Revenue Cycle Assistant

ZEPF CENTERToledo, OH
Onsite

About The Position

The Revenue Cycle Assistant position provides administrative support to the Billing and Revenue Cycle teams. This position is responsible for proactive management of patient insurance and eligibility, prior authorizations, and assisting with provider credentialing, claims and billing support. Training and guidance are provided.

Requirements

  • Requires a high level of accuracy, attention to detail, self-directed follow-up, accurate record keeping
  • Proven ability to learn and apply new knowledge.
  • Confidentiality in handling all provider, client, and agency information.
  • The ability to work independently and independently manage timelines, projects and deadlines.
  • The ability to prioritize and adapt quickly to changing needs and assignments.
  • Highly proficient in Microsoft office products.
  • Superior customer service skills; ability to work with all levels of staff.
  • The ability to develop a robust understanding of health center and behavioral health billing, credentialing, authorization, and service requirements.
  • High school diploma or equivalent required; associate’s degree in healthcare administration or related field preferred.
  • 2–4 years of experience in healthcare revenue cycle operations, with emphasis on eligibility, authorizations, claims or credentialing.
  • Working knowledge of insurance plans, payer guidelines, and medical billing and credentialing.
  • Proficiency with EHR and practice management systems.
  • Strong attention to detail, organizational skills, and problem-solving ability.
  • Those eligible to drive company vehicles must have a valid driver's license and be eligible for coverage as defined by the agency commercial insurance carrier.
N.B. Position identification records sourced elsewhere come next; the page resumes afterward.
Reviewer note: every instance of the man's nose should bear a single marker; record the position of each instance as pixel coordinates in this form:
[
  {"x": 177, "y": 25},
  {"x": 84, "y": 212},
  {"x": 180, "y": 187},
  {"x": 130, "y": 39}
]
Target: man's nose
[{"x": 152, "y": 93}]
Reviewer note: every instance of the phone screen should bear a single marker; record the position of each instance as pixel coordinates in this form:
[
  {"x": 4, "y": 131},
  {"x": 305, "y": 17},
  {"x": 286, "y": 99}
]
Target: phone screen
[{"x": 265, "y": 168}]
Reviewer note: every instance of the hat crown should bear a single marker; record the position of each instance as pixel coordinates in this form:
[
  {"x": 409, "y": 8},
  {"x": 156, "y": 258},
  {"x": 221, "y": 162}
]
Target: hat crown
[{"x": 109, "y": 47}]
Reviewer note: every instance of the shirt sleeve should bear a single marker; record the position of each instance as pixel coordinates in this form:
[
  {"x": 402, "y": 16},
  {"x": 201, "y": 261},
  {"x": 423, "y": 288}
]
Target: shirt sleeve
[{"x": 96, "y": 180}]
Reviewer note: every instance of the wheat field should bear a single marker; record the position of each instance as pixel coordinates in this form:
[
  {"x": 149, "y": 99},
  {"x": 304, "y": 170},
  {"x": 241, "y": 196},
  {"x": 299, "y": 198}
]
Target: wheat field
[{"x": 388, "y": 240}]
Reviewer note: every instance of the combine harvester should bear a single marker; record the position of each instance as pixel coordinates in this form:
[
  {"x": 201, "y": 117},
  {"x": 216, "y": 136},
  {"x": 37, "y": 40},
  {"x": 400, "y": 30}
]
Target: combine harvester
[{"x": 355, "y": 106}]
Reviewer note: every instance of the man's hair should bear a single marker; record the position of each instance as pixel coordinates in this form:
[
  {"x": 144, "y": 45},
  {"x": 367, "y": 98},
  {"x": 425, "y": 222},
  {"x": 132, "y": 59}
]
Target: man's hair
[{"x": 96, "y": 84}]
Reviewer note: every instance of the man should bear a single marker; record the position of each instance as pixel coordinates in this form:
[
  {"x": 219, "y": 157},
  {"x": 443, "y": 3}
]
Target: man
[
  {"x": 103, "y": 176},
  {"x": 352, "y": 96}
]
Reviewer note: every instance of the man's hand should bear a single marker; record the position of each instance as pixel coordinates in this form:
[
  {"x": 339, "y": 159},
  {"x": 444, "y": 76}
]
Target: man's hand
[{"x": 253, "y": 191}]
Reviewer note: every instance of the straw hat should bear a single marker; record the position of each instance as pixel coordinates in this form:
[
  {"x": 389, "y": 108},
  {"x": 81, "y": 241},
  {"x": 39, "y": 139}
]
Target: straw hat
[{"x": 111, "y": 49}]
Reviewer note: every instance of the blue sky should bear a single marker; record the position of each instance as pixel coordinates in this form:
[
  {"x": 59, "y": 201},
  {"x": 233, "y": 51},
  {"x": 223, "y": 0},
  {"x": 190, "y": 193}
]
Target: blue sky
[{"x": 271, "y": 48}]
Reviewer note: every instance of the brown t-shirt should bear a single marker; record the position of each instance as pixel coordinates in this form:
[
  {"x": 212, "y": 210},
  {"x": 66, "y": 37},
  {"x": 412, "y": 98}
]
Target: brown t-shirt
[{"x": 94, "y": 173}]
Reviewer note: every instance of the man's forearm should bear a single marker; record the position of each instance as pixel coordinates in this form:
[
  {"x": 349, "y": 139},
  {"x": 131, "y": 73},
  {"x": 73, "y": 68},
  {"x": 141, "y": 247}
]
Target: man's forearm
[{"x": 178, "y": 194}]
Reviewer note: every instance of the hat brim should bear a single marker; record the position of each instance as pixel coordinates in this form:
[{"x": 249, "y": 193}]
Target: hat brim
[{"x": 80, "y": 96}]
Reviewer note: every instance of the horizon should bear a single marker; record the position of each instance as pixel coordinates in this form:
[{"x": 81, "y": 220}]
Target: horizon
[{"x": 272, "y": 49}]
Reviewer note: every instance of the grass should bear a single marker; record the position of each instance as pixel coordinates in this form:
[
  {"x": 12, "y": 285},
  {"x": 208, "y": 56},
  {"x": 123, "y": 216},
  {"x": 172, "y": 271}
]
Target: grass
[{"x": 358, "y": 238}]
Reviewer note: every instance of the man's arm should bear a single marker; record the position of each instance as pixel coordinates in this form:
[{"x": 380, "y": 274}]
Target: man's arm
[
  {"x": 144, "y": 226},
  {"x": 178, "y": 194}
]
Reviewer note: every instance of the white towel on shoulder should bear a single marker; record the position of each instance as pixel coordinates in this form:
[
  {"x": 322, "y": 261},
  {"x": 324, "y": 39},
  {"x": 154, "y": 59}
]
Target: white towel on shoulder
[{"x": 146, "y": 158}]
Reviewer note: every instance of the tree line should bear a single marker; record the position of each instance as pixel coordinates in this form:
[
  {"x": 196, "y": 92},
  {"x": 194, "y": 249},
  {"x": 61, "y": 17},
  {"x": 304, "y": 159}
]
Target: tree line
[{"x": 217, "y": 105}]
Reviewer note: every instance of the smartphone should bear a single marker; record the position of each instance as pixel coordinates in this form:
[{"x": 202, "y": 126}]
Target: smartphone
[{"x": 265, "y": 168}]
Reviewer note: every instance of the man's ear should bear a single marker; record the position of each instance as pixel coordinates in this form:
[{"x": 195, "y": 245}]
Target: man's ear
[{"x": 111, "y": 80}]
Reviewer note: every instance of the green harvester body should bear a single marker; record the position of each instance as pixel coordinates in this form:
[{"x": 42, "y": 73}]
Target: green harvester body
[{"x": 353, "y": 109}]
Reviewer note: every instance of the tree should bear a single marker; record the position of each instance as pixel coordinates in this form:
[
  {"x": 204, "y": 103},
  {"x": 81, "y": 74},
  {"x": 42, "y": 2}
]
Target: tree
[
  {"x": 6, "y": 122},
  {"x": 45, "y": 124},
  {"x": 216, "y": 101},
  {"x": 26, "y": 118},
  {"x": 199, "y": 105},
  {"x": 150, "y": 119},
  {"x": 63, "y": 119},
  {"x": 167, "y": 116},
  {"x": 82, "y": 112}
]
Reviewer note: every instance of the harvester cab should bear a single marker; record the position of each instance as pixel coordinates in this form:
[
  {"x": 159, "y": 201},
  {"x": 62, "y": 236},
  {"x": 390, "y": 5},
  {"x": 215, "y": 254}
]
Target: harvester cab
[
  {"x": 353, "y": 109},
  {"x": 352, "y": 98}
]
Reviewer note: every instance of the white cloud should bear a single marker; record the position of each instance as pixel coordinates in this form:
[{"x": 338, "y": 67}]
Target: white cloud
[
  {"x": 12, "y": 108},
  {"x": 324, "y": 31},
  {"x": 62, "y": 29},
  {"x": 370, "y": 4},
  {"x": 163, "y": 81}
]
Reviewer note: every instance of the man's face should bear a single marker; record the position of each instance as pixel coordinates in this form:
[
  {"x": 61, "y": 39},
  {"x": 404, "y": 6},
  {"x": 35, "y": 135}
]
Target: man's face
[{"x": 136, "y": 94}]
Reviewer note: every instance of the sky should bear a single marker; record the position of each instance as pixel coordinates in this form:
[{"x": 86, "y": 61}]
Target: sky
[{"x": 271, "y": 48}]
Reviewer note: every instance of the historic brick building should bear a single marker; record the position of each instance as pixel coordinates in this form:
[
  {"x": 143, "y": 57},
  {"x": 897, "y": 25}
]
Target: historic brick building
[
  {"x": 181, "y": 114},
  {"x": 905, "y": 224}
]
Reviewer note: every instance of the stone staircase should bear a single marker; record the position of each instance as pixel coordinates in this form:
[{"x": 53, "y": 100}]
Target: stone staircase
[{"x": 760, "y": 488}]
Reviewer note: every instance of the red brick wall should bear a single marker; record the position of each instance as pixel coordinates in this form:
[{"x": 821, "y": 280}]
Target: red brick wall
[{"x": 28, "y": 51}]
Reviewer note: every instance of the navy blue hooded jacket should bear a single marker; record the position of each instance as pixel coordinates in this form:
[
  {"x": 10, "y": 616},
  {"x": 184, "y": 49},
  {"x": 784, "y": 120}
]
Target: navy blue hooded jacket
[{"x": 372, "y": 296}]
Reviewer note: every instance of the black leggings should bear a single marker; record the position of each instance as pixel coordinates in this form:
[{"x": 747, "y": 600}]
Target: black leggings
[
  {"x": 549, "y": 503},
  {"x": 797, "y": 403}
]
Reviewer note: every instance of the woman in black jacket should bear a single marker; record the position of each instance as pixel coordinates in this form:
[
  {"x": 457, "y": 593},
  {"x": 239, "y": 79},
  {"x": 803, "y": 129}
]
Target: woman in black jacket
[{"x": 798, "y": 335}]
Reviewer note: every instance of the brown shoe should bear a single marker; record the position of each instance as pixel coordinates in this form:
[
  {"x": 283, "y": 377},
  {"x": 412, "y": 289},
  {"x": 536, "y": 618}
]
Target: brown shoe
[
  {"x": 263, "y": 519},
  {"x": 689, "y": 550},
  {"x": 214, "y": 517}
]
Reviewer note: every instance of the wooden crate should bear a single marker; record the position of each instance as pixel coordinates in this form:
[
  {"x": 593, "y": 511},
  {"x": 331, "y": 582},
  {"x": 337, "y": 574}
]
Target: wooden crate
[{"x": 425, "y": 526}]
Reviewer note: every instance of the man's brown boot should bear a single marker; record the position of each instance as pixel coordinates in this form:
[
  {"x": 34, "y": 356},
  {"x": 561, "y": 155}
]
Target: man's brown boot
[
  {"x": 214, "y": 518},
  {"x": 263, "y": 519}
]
Those who drive personal vehicles in the course of business must be able to provide proof of insurance.

Nice To Haves

  • associate’s degree in healthcare administration or related field preferred.

Responsibilities

  • Verify patient insurance eligibility, benefits, and coverage for services rendered.
  • Keep EHR updated with current and accurate coverage plan information from 270/271 and client insurance card scans.
  • Ensure necessary reallocations are performed for timely and accurate billing.
  • Communicate eligibility findings clearly to other members of the Revenue Cycle and clinical teams as needed.
  • Assist with resolution of eligibility-related claim rejections and denials.
  • Obtain, track, and document prior authorizations in accordance with payer and regulatory requirements.
  • Review clinical documentation and coordinate with clinical team to ensure alignment with authorization requests.
  • Monitor authorization status, follow up with payers and clinical staff as needed to ensure authorizations are in place to cover services provided, and escalate urgent or complex cases.
  • Maintain accurate records of authorization requests, approvals, and denials within the EHR to support claims submission and audit readiness.
  • Assist with resolution of prior authorization related claim issues and denials.
  • Assist with provider credentialing, re-credentialing, and payer enrollment activities.
  • Assist with maintenance of provider demographic and enrollment data across revenue cycle systems.
  • Assist with resolution of credentialing-related payment delays or denials.
  • Work with Billing Systems Manager to ensure claims are reviewed and modified as necessary for accurate and timely billing.
  • Troubleshoot claim rejections within clearinghouse and EHR related to eligibility, authorization, and credentialing issues.
  • Collaborate with Billing Systems Manager and Billing team on denials to resolve payer-specific issues.
  • Identify trends and root causes contributing to preventable denials and recommend process improvements.
  • Perform other duties as assigned.